Mythbusting: Is Shockwave Therapy Effective for Plantar Fasciitis?

Plantar fasciitis is a painful and often frustrating condition – and one that becomes chronic in many cases. Painful heel syndrome, as it’s sometimes called, affects the heels of the feet and occurs in up to ten percent of the population at some point. It’s particularly prevalent among runners and people who walk or stand on their feet all day. When plantar fasciitis doesn’t respond to conservative therapy, some doctors recommend shockwave treatment for plantar fasciitis. Is this an effective way to treat the symptoms?
Shockwave Therapy for Plantar Fasciitis: How Does It Compare?

Shockwave therapy for plantar fasciitis involves hitting the heels with focused waves of energy. These waves “shock” the feet, which stimulates the body’s natural healing response. Shockwave therapy may involve high-energy waves or low-energy ones. Most doctors recommend low-energy shock wave therapy, because high-energy shockwaves are painful enough to require anesthesia.

Consider saving your money if your doctor recommends low-energy shockwave therapy to treat plantar fasciitis. In a recent study comparing low-energy shockwave treatment to three times daily stretching exercises, stretching solidly beat out low-energy shockwave therapy for symptom reduction. Only 29% of people experienced relief after shockwave therapy compared to 65% of those who used stretching exercises to treat plantar fasciitis.

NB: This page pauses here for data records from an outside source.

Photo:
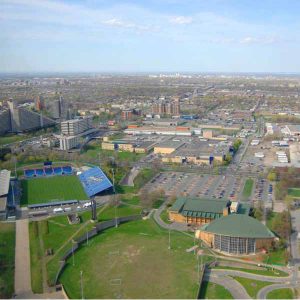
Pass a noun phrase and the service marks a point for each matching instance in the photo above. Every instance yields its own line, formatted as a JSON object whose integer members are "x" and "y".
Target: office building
{"x": 76, "y": 126}
{"x": 18, "y": 119}
{"x": 68, "y": 142}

Other types of therapy for that are better options for plantar fasciitis include platelet rich plasma (PRP) or orthotics. With PRP, the plasma that gets injected contain hundreds of proteins called growth factors which are very important in the healing of injuries. The platelets are then separated from other cells and the concentration is increased through a process known as centrifugation. Then when ready, the increased amount of platelets is combined with the remaining blood to promote healing.

Orthotics is another great way to heal plantar fasciitis. Rigid orthotics can realign the foot and provide long-term arch support which can help to promote healing without surgery or other injections. Finally applying ice to the heels twice a day are also good drug-free ways to relieve the symptoms of plantar fasciitis.
Shockwave Treatment for Plantar Fasciitis: The Bottom Line?

Don’t be too quick to sign up for low-energy shockwave treatment for plantar fasciitis. Other types of treatments like PRP, orthotics or stretching to increase flexibility of the ligaments may be more effective – and it’s certainly less expensive and more convenient.